Yes i'm thinking the same thing about the "other things" she just not ready to tell me. you know like i said we get along just fine now. when we do chat on phone or msn we have actual conversations. I think we do make better friends than a married couple.

I dont think there is nothing wrong with that. I hope her life is filled with happiness. It just hit me over that weekend that i just had to move on and let her go. I know she will always be part of my life. We have 2 kids. I am hoping that whatever those other things are, they are not all extremely bad things. When i found out what those are Im sure ill be posting here again.


----------



## Feelingalone (Apr 22, 2009)

Sorry to hear that Lostman. Hang in there. Give going for the kids. Don't worry about the "other" things.


----------



## husbandinthemking (Oct 3, 2008)

Forget the "other things" BS completely. It is just her way of releasing her guilt and will do nothing for you.

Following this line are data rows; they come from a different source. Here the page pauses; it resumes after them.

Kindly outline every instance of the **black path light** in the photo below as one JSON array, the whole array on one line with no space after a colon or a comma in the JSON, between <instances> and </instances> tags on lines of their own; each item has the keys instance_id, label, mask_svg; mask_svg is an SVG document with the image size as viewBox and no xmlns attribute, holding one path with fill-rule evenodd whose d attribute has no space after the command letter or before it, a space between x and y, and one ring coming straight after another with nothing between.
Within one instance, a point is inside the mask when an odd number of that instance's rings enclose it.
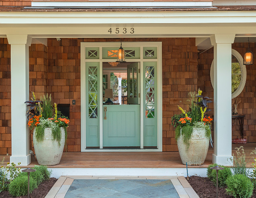
<instances>
[{"instance_id":1,"label":"black path light","mask_svg":"<svg viewBox=\"0 0 256 198\"><path fill-rule=\"evenodd\" d=\"M24 170L22 170L22 171L28 173L28 198L30 198L30 174L32 172L35 172L35 170L28 168Z\"/></svg>"},{"instance_id":2,"label":"black path light","mask_svg":"<svg viewBox=\"0 0 256 198\"><path fill-rule=\"evenodd\" d=\"M216 195L216 197L218 198L218 172L219 171L219 170L223 170L224 169L224 168L223 168L222 167L219 167L219 166L216 166L214 167L211 167L210 168L211 169L213 170L216 170L216 174L217 174L217 194Z\"/></svg>"}]
</instances>

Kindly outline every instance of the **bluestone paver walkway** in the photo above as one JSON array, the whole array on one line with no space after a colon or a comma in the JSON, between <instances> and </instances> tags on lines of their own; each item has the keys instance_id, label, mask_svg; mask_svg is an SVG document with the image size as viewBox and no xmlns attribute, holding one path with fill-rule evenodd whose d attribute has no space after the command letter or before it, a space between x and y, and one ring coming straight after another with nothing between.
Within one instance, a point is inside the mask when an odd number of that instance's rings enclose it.
<instances>
[{"instance_id":1,"label":"bluestone paver walkway","mask_svg":"<svg viewBox=\"0 0 256 198\"><path fill-rule=\"evenodd\" d=\"M61 176L45 198L199 198L183 176Z\"/></svg>"}]
</instances>

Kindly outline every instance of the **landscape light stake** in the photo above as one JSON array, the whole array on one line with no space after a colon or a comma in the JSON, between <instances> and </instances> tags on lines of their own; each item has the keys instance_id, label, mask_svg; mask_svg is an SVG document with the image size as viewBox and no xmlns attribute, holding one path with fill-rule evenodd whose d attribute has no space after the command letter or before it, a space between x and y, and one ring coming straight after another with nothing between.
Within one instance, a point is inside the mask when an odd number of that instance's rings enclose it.
<instances>
[{"instance_id":1,"label":"landscape light stake","mask_svg":"<svg viewBox=\"0 0 256 198\"><path fill-rule=\"evenodd\" d=\"M216 175L217 175L217 193L216 194L216 197L217 198L218 198L218 172L219 171L219 170L223 170L224 169L224 168L223 168L222 167L220 167L219 166L216 166L214 167L211 167L210 168L211 169L213 170L216 170Z\"/></svg>"},{"instance_id":2,"label":"landscape light stake","mask_svg":"<svg viewBox=\"0 0 256 198\"><path fill-rule=\"evenodd\" d=\"M28 198L30 198L30 173L35 172L35 170L30 168L22 171L22 172L28 173Z\"/></svg>"}]
</instances>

Unless, you want her help her with her guilt issues. This is your choice at this time. Not her choice.


----------



## Lostman (May 23, 2009)

I'm not worried about those other things. It doesn't surprise me abit. She has always hidden things from me. Especially her feelings. Like I said if she tells me then she does if not oh well. I've made the choice to move on with out her. I'm happier because of it.


----------